Взгляд и нечто
Шрифт:
Я как-то шел тылами Крещатика. Туда выходят так называемые подсобки магазинов. И вот, проходя мимо одной из таких подсобок, я увидел некое Мамаево побоище или матч регби, который я видел позже по французскому телевидению. Люди влезали на какие-то ящики, сыпались с них, в воздухе стоял густой, не провернешь, мат, выволакивали несчастную, потерявшую сознание старуху. Оказывается, «выбросили» чешский хрусталь! Ну кто, кроме воров, полезет в эту свалку? Учительница? Районный врач?
Моя приятельница, москвичка, пересказывала мне раз беседу между двумя продавщицами продуктового магазина в Химки-Ховрино. Одна жаловалась другой:
— Давали, понимаешь, в ювелирторге вчера бриллианты. По два кольца на рыло. Три часа простояла, а когда подошла, кончились. Такое везение. С горя золотой половник купила. Не уходить же с пустыми руками…
Это к вопросу о нищете в нашей стране. Нет, не так уж плохо дело.
Моя
Нет, жить в Советском Союзе все же можно…
Больше всего в жизни мне не хочется кого-либо поучать. Тем более советскую власть. И уж конечно же народ, у которого, как с детства мне втолковывали (нет, не родители, а те, кто любит поучать), мы должны учиться. Но когда тем не менее, выступая перед бывшими петлюровцами, считающими, что Петлюра хотя и знал, что такое «незалежнисть», [11] но, возможно, не все сумел учесть, я говорю, что все зависит от народа, он, мол, знает, какую систему правления надо выбрать, — здесь я, конечно, малость лукавлю. Не знает этого народ. Не знает он — ни дядько Павло, которого недавно схоронили и воевавший, очевидно, в свое время за веру, царя и отечество, ни мой друг Митька, электросварщик, с которым мы лежали в Баку в госпитале, куда он попал, защищая идеалы социализма, ни тот 20-летний солдат, который въехал на танке в Прагу, чтоб защитить ее от коварных немецких реваншистов. Весь мир обошла фотография советского танкиста — не та, где к нему тянется и в чем-то его убеждает молодой чех, тоже очень хорошая, а другая — выглянул из своей башни танкист, закурил и думает. И такая у него славная морда, и так он ничего не может понять — куда, зачем, против кого?
11
Стр.195…«незалежнисть» — независимость (иск. укр.).

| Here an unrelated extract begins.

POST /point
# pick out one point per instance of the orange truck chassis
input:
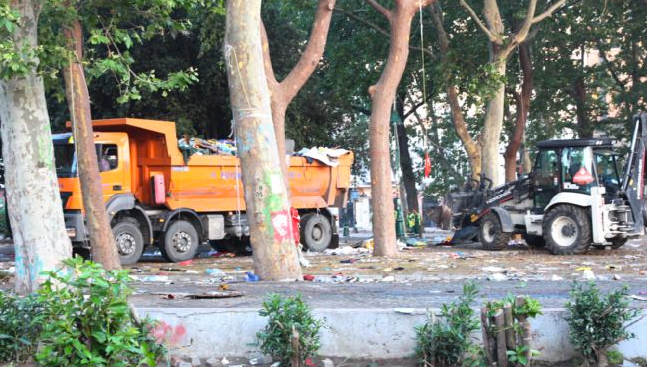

Я не хочу и не могу утверждать, что народ оглупили (хотя и очень к этому стремятся), просто он очень устал. И от войны, и от того, что было до нее, и от того, что после, и ни в какую власть он не верит. Старики еще помнят, как убеждали их и красные, и деникинцы, и петлюровцы, и все, кто только ни занимал их город или деревню, что только они знают, что народу нужно и как ему помочь.
Не верит народ власти. Никакой. А эту, советскую, он хоть знает. И знает, как ее обмануть, как к ней приспособиться. А то, что он не пользуется правом выбора на выборах в Верховный Совет и не каждый день может прочесть «Монд», ну что ж, с этим можно примириться. И случись новая война (не дай Бог, все надежды на то, что все боятся водородных бомб), он так же будет защищать советскую власть, нелюбимую, осточертевшую, но привычную, как защищал ее в прошлую войну. А если копнуть глубже, то воевал он не так ЗА, как ПРОТИВ. Против чужого, неведомого, стреляющего и бомбящего его, против врага. И все же защищал и защитил ее, опостылевшую.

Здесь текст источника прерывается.